Prezi and Mobile learning as a teaching strategy in healthcare education

For my last class on Teaching Strategies in Healthcare Education, I made a presentation on Mobile Learning as a Teaching Strategy in Healthcare Education using Prezi (see below – sorry content doesn’t display on iPhone). I had tried out Prezi almost exactly a year ago, and found the authoring interface frustrating. I must say, the authoring interface is certainly better now than it was, but I still don’t like that it won’t let me specify (using numbers) the size of text and objects. As a result, I end up with text and objects that are close in size but not exactly the same.

As a presenter, the experience was fun, and my classmates enjoyed it too. My key learning about building Prezi presentations was to make the primary path (the path I thought I was going to present), as a circular pattern on the screen. Specifically, avoid transitions that require scrolls across the entire “page” of the presentation, as these animations move too quickly making the audience dizzy.

I was also very glad to use the iPad as a presentation tool. When I decided to change the order of my presentation mid-talk, it was really easy to just squeeze in the page, and redirect to a new section. The touch interface made my navigation go so much smoother than I could do with a mouse. The thing I don’t like about the Prezi iPad application is that it doesn’t let me edit the presentation. So, when I discovered a typo, I was stuck. I couldn’t even edit it from the Safari browser on the device – when I tried, it said that editing was disabled on my device :(.

If you are interested in the paper or a short post on the paper about Mobile Learning as a Teaching Strategy for Healthcare Education, let me know (leave a comment or send an email) and I’ll put a post together.

5 responses

  1. […] For my last class on Teaching Strategies in Healthcare Education, I made a presentation on Mobile Learning as a Teaching Strategy in Healthcare Education using Prezi (see below – sorry content does…  […]

  2. Andrew Dunn Avatar

    Hi Rebecca
    I'm looking at incorporating mLearning into what we offer to our healthcare providers and to patients and families here at BC Children's & Womens. I'd love to see a copy of your paper!

    Andy Dunn, eLearning Manager for BCCH/BCW

  3. Vanessa Avatar

    Although neither mobile nor in healthcare, I'm following your use of mobile format for professional development / career or job related training ~ strikes me as an ideal supplement to on the job and workplace related training, no doubt replacing classes in the workplace. I find myself thinking about how it might be applied in community learning programs (adult education, family literacy programs, life and job skills etc), especially here where public computer access is limited and not likely to improve in the near future.
    ESL is obvious. I have a blog based ESL study group ~ not mobile but with blogger option set to display appropriately in mobile devices ~ that I now direct regularly to ESL resources for mobile learning.
    Is there a mobile learning directory yet?

  4. Rebecca Avatar
    Rebecca

    Hi Dubi,

    Thanks for the comment. I think you make some good points – bad design is bad design – change the paradigm doesn’t make it any better.

    The one advantage I saw was that with the iPad, it allowed me to easily change my navigation stream on the fly. I could decide midway through my presentation the the order wasn’t working for me, and I could easily insert a “slide” earlier – that option would have been more difficult had I been using powerpoint.

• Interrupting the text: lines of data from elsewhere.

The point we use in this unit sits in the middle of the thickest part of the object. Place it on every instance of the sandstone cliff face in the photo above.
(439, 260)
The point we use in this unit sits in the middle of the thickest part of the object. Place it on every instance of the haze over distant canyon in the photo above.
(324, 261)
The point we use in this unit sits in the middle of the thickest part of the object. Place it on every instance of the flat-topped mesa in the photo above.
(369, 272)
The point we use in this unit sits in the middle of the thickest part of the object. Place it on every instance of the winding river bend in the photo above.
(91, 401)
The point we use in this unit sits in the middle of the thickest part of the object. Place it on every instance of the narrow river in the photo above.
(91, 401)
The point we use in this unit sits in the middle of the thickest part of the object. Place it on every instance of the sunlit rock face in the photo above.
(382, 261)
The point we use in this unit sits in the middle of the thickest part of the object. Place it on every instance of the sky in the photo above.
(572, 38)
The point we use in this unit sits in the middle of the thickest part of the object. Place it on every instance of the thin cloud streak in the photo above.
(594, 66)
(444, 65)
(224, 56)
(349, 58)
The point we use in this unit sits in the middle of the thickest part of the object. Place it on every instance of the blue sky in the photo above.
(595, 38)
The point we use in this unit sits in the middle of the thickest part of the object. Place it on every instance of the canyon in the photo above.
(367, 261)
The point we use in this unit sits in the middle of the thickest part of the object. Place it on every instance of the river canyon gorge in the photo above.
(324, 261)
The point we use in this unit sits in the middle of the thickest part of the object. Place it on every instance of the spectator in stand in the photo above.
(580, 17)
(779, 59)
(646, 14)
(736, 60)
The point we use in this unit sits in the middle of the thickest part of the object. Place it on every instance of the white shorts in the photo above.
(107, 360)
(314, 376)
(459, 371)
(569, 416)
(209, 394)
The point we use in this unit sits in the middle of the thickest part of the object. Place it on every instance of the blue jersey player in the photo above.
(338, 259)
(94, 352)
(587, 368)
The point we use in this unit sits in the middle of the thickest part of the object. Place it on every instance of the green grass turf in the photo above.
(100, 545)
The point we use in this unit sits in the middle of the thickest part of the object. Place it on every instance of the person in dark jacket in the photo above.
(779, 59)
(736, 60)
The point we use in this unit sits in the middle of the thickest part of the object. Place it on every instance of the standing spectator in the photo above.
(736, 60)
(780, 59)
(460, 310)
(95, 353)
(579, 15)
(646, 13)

    I would add, not only are the transition “flashy” they are are difficult if not impossible to control and they behave inconsistently. So no, I don’t think the tool is really ready for prime-time, unless you area a design guru and find the linear nature of powerpoint oppressive – then it at least provides a reasonable alternative.

  5. Dubi Avatar

    I’m still undecided about Prezi – it seems to have potential, but it feels like when all is said and done, it suffers the same pitfalls of powerpoint: if you’re not good at design, it’s going to be ugly and boring. In fact, I think in Prezi it’s even worse – the gap between the beautiful products of skilled designers, who upload complex assets to build their presentation around, and the really terrible prezi’s I’ve managed to produce is even more jarring than on powerpoint.

    But looking at your presentation, I have to wonder – what’s the point? How is this different from a basic powerpoint presentation with some flashy transitions? I mean, basically, that’s all it is, isn’t it? So where are the benefits?